The Cambridge University Press describes the book in the following way: “In this book Obeng-Odoom seeks to carefully explain, engage, and systematically question the existing explanations of inequalities within Africa, and between Africa and the rest of the world using insights from the emerging field of stratification economics. Drawing on multiple sources - including archival and historical material and a wide range of survey data - he develops a distinctive approach that combines key concepts in original institutional economics, such as reasonable value, property, and the distribution of wealth, with other insights into Africa's development and underdevelopment. While looking at the Africa-wide situation, Obeng-Odoom also analyzes the experiences of inequalities within specific countries.” The book has been widely reviewed in magazines such as Land and Liberty, published since 1894. You can check out an in-depth review of the book in Land & Liberty issue 1251, downloadable through this link.

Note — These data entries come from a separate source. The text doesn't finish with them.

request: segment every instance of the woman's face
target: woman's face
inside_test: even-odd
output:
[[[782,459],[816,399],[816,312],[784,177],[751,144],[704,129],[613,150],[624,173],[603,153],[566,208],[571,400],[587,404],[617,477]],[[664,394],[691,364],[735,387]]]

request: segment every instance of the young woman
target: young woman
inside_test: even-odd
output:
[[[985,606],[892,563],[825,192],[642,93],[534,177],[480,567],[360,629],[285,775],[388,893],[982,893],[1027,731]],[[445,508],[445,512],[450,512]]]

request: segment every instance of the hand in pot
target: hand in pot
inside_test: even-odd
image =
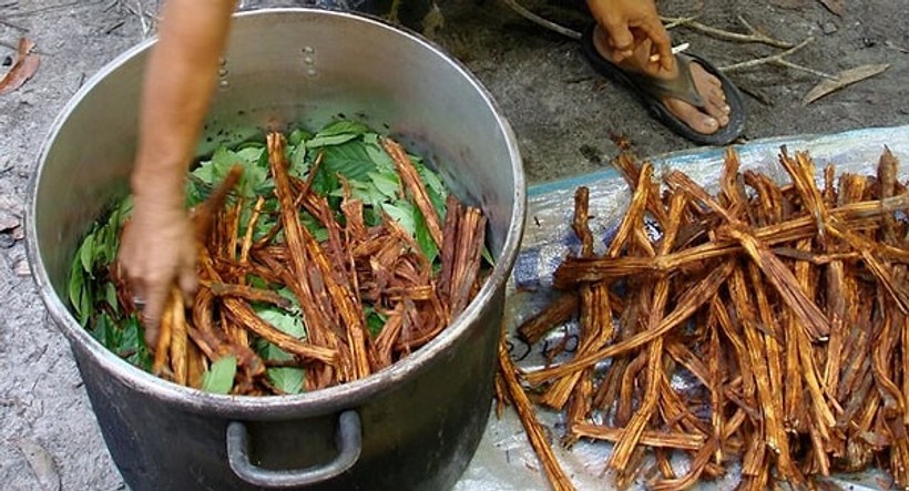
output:
[[[184,209],[186,166],[208,110],[234,1],[168,0],[145,71],[133,217],[118,260],[143,306],[154,348],[167,294],[196,286],[193,226]]]
[[[165,200],[136,195],[133,215],[123,229],[118,255],[120,267],[141,308],[145,342],[154,349],[161,317],[171,287],[184,295],[196,289],[196,245],[188,215]]]

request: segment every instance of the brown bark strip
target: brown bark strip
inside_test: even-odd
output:
[[[203,282],[205,284],[207,282]],[[289,309],[290,300],[282,297],[276,291],[255,288],[248,285],[236,285],[231,283],[208,283],[207,286],[215,297],[236,297],[248,301],[264,301],[276,307]]]
[[[243,234],[243,243],[239,247],[239,266],[245,268],[249,263],[249,249],[253,247],[253,234],[256,229],[256,223],[262,215],[262,208],[265,206],[265,197],[259,196],[256,204],[253,206],[253,213],[249,215],[249,223],[246,224],[246,233]],[[239,284],[246,282],[245,276],[238,278]]]
[[[839,218],[844,227],[856,231],[875,226],[882,214],[892,213],[907,206],[909,206],[909,193],[903,193],[887,200],[846,204],[831,209],[830,216]],[[780,224],[754,228],[750,232],[756,241],[766,246],[810,238],[817,234],[814,219],[809,216],[795,217]],[[881,249],[895,260],[906,263],[909,258],[909,252],[907,250]],[[583,282],[601,282],[635,274],[668,272],[693,263],[703,263],[708,259],[738,254],[742,250],[742,245],[738,244],[737,239],[721,237],[717,241],[690,247],[660,258],[623,257],[621,262],[616,262],[604,257],[569,257],[555,270],[555,286],[566,289]]]
[[[499,374],[505,380],[508,396],[512,405],[514,405],[514,409],[518,411],[528,440],[534,453],[537,453],[537,458],[540,459],[553,491],[573,490],[574,485],[552,452],[552,446],[547,440],[543,426],[537,419],[533,406],[530,399],[528,399],[527,393],[524,393],[521,382],[518,380],[518,367],[514,366],[514,362],[508,354],[504,338],[499,344]]]
[[[290,183],[287,176],[287,162],[284,156],[285,140],[280,134],[272,133],[268,135],[268,155],[269,164],[272,166],[272,174],[275,178],[275,194],[280,203],[282,221],[284,223],[284,235],[287,241],[287,248],[290,253],[290,264],[297,282],[300,284],[300,293],[309,298],[298,298],[300,306],[311,305],[311,290],[306,285],[309,277],[307,258],[313,260],[323,275],[321,280],[335,303],[340,316],[344,318],[348,344],[350,346],[353,357],[353,377],[355,379],[364,378],[369,375],[369,358],[366,351],[366,329],[362,320],[362,308],[357,305],[356,297],[349,291],[345,285],[339,284],[334,274],[328,259],[321,253],[316,239],[313,238],[309,231],[300,226],[299,215],[297,208],[293,206],[293,197],[290,191]],[[307,295],[308,294],[308,295]],[[311,308],[310,308],[311,310]],[[318,329],[320,326],[314,326],[317,316],[307,316],[307,328]],[[264,329],[263,331],[267,331]],[[319,336],[323,337],[323,336]],[[293,339],[293,338],[292,338]],[[330,350],[326,350],[330,351]],[[334,357],[334,352],[331,354]],[[330,362],[331,358],[327,358]]]
[[[297,355],[302,358],[321,361],[331,365],[335,362],[337,354],[335,350],[303,342],[299,339],[284,333],[262,319],[243,300],[238,298],[224,298],[223,305],[238,324],[257,334],[263,339],[277,346],[278,348]]]
[[[610,428],[602,424],[589,422],[578,423],[574,431],[583,438],[616,442],[627,432],[623,428]],[[668,448],[678,450],[699,450],[704,447],[706,438],[699,434],[683,433],[681,431],[656,431],[644,430],[641,433],[641,444],[656,448]]]
[[[524,342],[533,345],[554,327],[574,317],[579,305],[578,295],[573,291],[561,293],[543,310],[521,324],[518,335]]]
[[[709,275],[678,298],[675,308],[663,318],[656,328],[639,333],[629,339],[621,340],[585,357],[575,358],[564,365],[528,374],[525,377],[527,380],[535,385],[556,377],[563,377],[566,374],[583,370],[584,368],[588,368],[602,359],[627,352],[652,341],[653,339],[656,339],[657,337],[663,336],[685,321],[692,314],[694,314],[695,310],[697,310],[697,308],[708,301],[716,294],[732,270],[733,267],[729,263],[721,264],[718,267],[714,268]]]
[[[180,288],[171,289],[170,303],[171,314],[171,369],[174,374],[174,382],[181,386],[188,385],[190,361],[188,361],[188,326],[186,325],[186,307],[183,304],[183,291]]]
[[[442,270],[439,275],[439,294],[446,300],[451,298],[451,282],[455,272],[455,257],[458,253],[457,242],[460,231],[463,206],[453,195],[446,198],[445,229],[442,232]]]
[[[404,147],[394,140],[388,137],[381,139],[381,145],[388,155],[391,156],[391,160],[395,162],[395,168],[397,168],[398,175],[401,177],[401,182],[405,187],[410,191],[410,194],[413,196],[413,202],[417,204],[420,213],[422,213],[426,219],[426,226],[429,229],[429,235],[432,236],[432,241],[436,245],[441,247],[443,241],[442,228],[439,225],[439,214],[429,200],[429,194],[426,191],[422,180],[420,180],[417,168],[413,167]]]
[[[477,282],[486,242],[487,218],[479,208],[468,206],[459,223],[457,253],[451,278],[451,317],[458,316],[470,301]]]

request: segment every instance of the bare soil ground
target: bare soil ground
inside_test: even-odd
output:
[[[100,438],[65,339],[49,323],[22,243],[22,207],[47,129],[86,76],[149,34],[155,0],[0,0],[0,64],[20,35],[42,57],[35,76],[0,95],[0,483],[11,490],[122,489]],[[263,1],[259,3],[269,3]],[[277,2],[272,2],[277,3]],[[285,2],[286,3],[286,2]],[[816,0],[665,0],[663,14],[774,38],[814,40],[791,62],[826,73],[877,63],[889,69],[807,106],[819,76],[760,65],[736,71],[746,96],[744,140],[909,122],[909,28],[905,0],[846,0],[842,16]],[[569,25],[565,6],[528,7]],[[632,95],[598,76],[578,43],[515,14],[500,1],[442,0],[433,34],[487,85],[513,125],[531,184],[596,171],[617,152],[611,135],[653,155],[691,144],[652,120]],[[676,43],[719,65],[779,52],[673,29]],[[0,71],[4,71],[2,68]],[[115,111],[115,108],[111,110]],[[104,131],[104,129],[99,129]]]

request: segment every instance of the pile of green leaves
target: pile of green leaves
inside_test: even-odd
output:
[[[110,266],[116,259],[120,231],[132,211],[122,200],[82,239],[70,267],[69,299],[75,318],[108,349],[144,370],[152,367],[142,324],[120,305]]]
[[[439,250],[430,236],[426,219],[411,200],[401,196],[401,182],[395,163],[382,150],[379,139],[379,133],[369,126],[349,120],[335,121],[316,133],[296,129],[287,137],[289,174],[300,180],[311,178],[311,192],[328,200],[341,225],[345,219],[339,206],[344,196],[343,181],[346,181],[353,197],[361,200],[365,205],[364,218],[367,226],[379,225],[382,213],[389,215],[416,239],[421,252],[438,269]],[[321,162],[316,174],[310,176],[319,154]],[[448,191],[439,176],[419,156],[409,157],[426,185],[432,205],[439,216],[443,217]],[[242,203],[238,227],[242,235],[248,226],[257,197],[265,197],[263,213],[253,232],[253,239],[259,241],[280,221],[264,137],[234,147],[218,147],[211,157],[201,161],[187,176],[186,206],[193,207],[205,201],[237,163],[243,165],[244,172],[231,197],[231,204],[235,205],[237,200]],[[111,208],[111,214],[92,227],[75,254],[70,275],[70,301],[80,324],[95,339],[131,364],[149,370],[151,357],[143,341],[141,324],[134,315],[120,315],[122,306],[118,305],[116,287],[108,274],[116,256],[121,227],[130,212],[129,200]],[[316,218],[300,212],[300,221],[317,241],[327,238],[327,229]],[[283,241],[280,234],[276,241]],[[262,278],[253,276],[247,277],[246,282],[259,288],[277,289],[288,298],[293,304],[289,310],[255,303],[253,308],[278,329],[299,339],[305,338],[299,305],[287,288],[268,285]],[[367,305],[365,308],[370,333],[375,336],[385,318],[371,306]],[[253,348],[265,360],[286,361],[293,358],[263,339],[256,339]],[[236,360],[232,357],[214,361],[205,375],[203,389],[226,393],[231,390],[235,371]],[[266,375],[268,381],[282,392],[297,393],[303,390],[302,368],[269,367]]]

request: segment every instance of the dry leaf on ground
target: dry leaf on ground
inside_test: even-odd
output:
[[[839,17],[846,12],[846,0],[820,0],[820,3]]]
[[[0,95],[8,94],[25,83],[38,71],[41,59],[31,52],[34,42],[25,38],[19,40],[19,51],[10,70],[0,79]]]
[[[801,100],[801,105],[808,105],[818,99],[831,94],[840,89],[845,89],[854,83],[870,79],[879,73],[882,73],[890,67],[889,63],[882,64],[864,64],[854,69],[844,70],[839,72],[836,79],[827,79],[815,85]]]

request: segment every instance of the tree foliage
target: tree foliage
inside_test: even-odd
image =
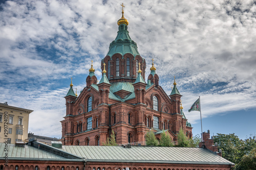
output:
[[[158,140],[152,131],[146,134],[146,145],[151,146],[157,146],[158,145]]]
[[[161,134],[161,139],[160,140],[159,145],[162,147],[173,147],[173,144],[172,142],[172,139],[170,138],[169,134],[164,131]]]
[[[189,140],[184,134],[183,130],[181,128],[177,136],[178,145],[177,147],[189,147],[190,146]]]
[[[115,136],[115,133],[114,130],[112,129],[112,132],[111,135],[110,135],[110,138],[108,137],[105,143],[103,143],[104,146],[116,146],[117,143],[116,142],[116,138]]]

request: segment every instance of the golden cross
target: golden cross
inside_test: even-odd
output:
[[[121,4],[121,6],[122,6],[122,11],[123,11],[123,7],[124,7],[124,6],[123,5],[123,3],[122,3],[122,4]]]

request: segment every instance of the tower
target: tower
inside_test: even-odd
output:
[[[150,130],[158,138],[162,130],[167,131],[174,141],[181,128],[188,136],[192,134],[191,125],[180,107],[182,95],[175,79],[168,96],[159,84],[152,60],[145,81],[145,60],[129,35],[122,6],[117,35],[101,60],[100,82],[97,84],[92,61],[86,87],[77,97],[71,86],[65,97],[71,105],[61,121],[63,144],[102,145],[112,130],[118,144],[145,144],[145,135]]]

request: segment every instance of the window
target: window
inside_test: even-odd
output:
[[[96,142],[96,146],[99,146],[99,136],[97,136],[96,137],[96,140],[95,140],[95,142]]]
[[[156,96],[153,96],[153,109],[158,111],[158,99]]]
[[[93,98],[90,96],[87,100],[87,112],[89,112],[92,111],[92,102],[93,100]]]
[[[16,129],[16,134],[23,135],[23,130],[20,129]]]
[[[18,125],[22,125],[22,118],[18,118]]]
[[[87,118],[87,130],[92,128],[92,117]]]
[[[116,114],[114,114],[113,115],[113,119],[114,119],[114,124],[116,124]]]
[[[10,124],[13,124],[13,116],[9,117],[9,123]]]
[[[126,76],[130,76],[130,58],[126,59]]]
[[[8,133],[9,134],[12,134],[12,128],[9,128],[8,129]]]
[[[138,70],[139,70],[139,60],[136,60],[136,77],[138,77],[138,76],[139,75],[139,73],[138,72]]]
[[[110,61],[108,61],[108,78],[109,79],[110,77]]]
[[[159,129],[159,117],[154,116],[153,128]]]
[[[116,59],[116,77],[118,77],[119,76],[119,58],[117,58]]]
[[[128,114],[128,123],[131,124],[131,114]]]

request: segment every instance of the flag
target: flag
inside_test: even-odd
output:
[[[190,112],[191,111],[200,111],[200,107],[199,105],[199,100],[198,99],[191,106],[191,108],[189,110],[188,110],[188,112]]]

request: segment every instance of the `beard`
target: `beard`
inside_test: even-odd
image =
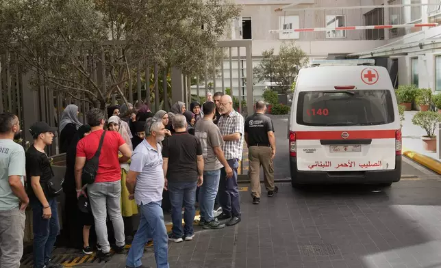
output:
[[[156,142],[162,142],[165,139],[165,135],[156,137]]]
[[[14,134],[14,139],[21,139],[21,131],[17,131]]]

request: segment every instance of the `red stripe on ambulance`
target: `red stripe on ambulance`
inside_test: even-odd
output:
[[[294,131],[297,139],[395,139],[396,130],[375,131]],[[342,137],[343,133],[349,135]]]

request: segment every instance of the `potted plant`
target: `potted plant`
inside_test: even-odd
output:
[[[441,113],[441,94],[432,96],[432,101],[438,110],[438,113]]]
[[[426,131],[427,135],[421,137],[425,150],[436,152],[435,131],[440,121],[441,114],[431,111],[418,111],[412,118],[412,124],[421,126]]]
[[[412,103],[417,93],[418,88],[414,85],[400,85],[395,92],[399,103],[406,107],[406,111],[412,110]]]
[[[417,92],[416,100],[420,105],[420,111],[429,111],[432,101],[432,90],[430,88],[420,88]]]
[[[262,96],[268,104],[268,113],[270,113],[273,106],[279,103],[279,94],[275,91],[265,90]]]
[[[404,121],[404,111],[406,109],[406,107],[403,105],[398,105],[398,114],[400,116],[400,124],[403,126],[403,122]]]

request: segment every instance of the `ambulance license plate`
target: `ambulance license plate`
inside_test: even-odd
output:
[[[357,152],[362,151],[361,145],[330,145],[331,152]]]

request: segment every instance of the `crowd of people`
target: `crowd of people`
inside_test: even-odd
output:
[[[209,92],[202,105],[192,103],[190,111],[183,102],[175,103],[170,112],[155,113],[147,105],[128,103],[109,107],[107,116],[92,109],[86,115],[88,124],[83,124],[78,107],[69,105],[58,129],[44,122],[31,126],[34,143],[26,152],[14,142],[21,131],[18,118],[1,114],[0,266],[20,266],[29,204],[34,267],[61,267],[51,262],[51,255],[60,229],[57,196],[62,190],[63,233],[71,246],[91,254],[94,230],[97,256],[108,261],[110,239],[116,253],[125,252],[130,240],[126,265],[134,268],[141,266],[144,246],[153,240],[158,267],[168,267],[168,241],[191,241],[194,236],[195,206],[204,229],[240,222],[238,168],[244,139],[250,147],[253,202],[260,200],[260,165],[268,196],[277,193],[274,128],[265,109],[263,102],[256,103],[256,113],[244,120],[230,96]],[[66,152],[62,185],[45,150],[57,131],[60,150]],[[164,211],[171,213],[170,234]],[[135,215],[138,226],[133,224]]]

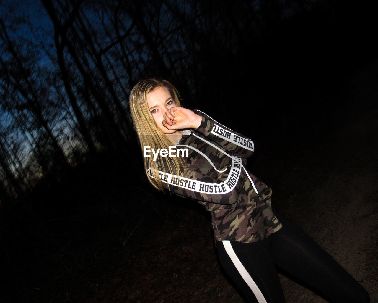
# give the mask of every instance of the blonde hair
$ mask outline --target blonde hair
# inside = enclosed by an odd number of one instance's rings
[[[147,95],[160,87],[166,88],[170,93],[176,106],[180,106],[180,95],[177,90],[165,80],[155,78],[142,80],[133,88],[130,94],[129,104],[131,117],[142,151],[144,146],[149,145],[151,149],[157,150],[158,148],[168,149],[169,145],[172,145],[168,137],[155,123],[147,104]],[[186,174],[186,163],[182,157],[167,157],[164,162],[170,173],[179,176]],[[163,191],[163,183],[158,172],[166,171],[162,158],[159,154],[156,160],[154,161],[152,157],[144,157],[143,162],[145,171],[150,183],[155,188]],[[149,166],[152,169],[153,178],[147,171]]]

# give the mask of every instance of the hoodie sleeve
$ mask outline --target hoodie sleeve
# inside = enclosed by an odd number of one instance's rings
[[[202,117],[201,125],[195,130],[196,131],[216,142],[233,155],[242,158],[252,156],[254,145],[251,139],[222,125],[199,109],[193,111]]]

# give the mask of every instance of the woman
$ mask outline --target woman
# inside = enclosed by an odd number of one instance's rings
[[[331,301],[370,301],[336,261],[272,210],[271,190],[245,168],[252,141],[200,111],[181,107],[166,81],[140,81],[130,105],[143,150],[187,148],[183,156],[145,154],[147,176],[156,188],[195,199],[211,212],[221,264],[248,302],[285,302],[276,266]]]

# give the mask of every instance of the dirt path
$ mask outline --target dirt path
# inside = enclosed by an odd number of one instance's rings
[[[351,81],[353,105],[335,113],[337,126],[314,142],[316,152],[297,159],[302,189],[280,209],[365,287],[372,302],[378,302],[378,111],[369,104],[378,100],[377,63]],[[326,302],[281,278],[288,303]]]

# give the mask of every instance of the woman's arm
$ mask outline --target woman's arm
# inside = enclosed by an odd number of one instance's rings
[[[193,128],[238,157],[248,158],[254,151],[251,140],[221,124],[199,110],[172,108],[166,112],[164,117],[163,125],[169,130]]]

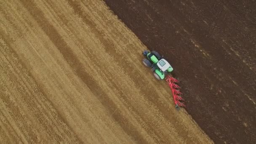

The Ghanaian-born Franklin Obeng-Odoom first started his studies in Ghana (B.Sc. Land Economy, KNUST), from where he moved to the UK to do his master’s (M.Sc. Urban Economic Development) at the University of London, followed by PhD in Political Economy at the University of Sydney in Australia. Dr. Obeng-Odoom is now a HELSUS Associate Professor with Global Development Studies at the University of Helsinki, Finland. He is a fellow of the Teacher’s Academy – the highest recognition bestowed on distinguished teachers at the university – and he's also a fellow at the Ghana Academy of Arts and Sciences. Obeng-Odoom's research interests are centred on the political economy of development, urban and regional economics, natural resources and the environment.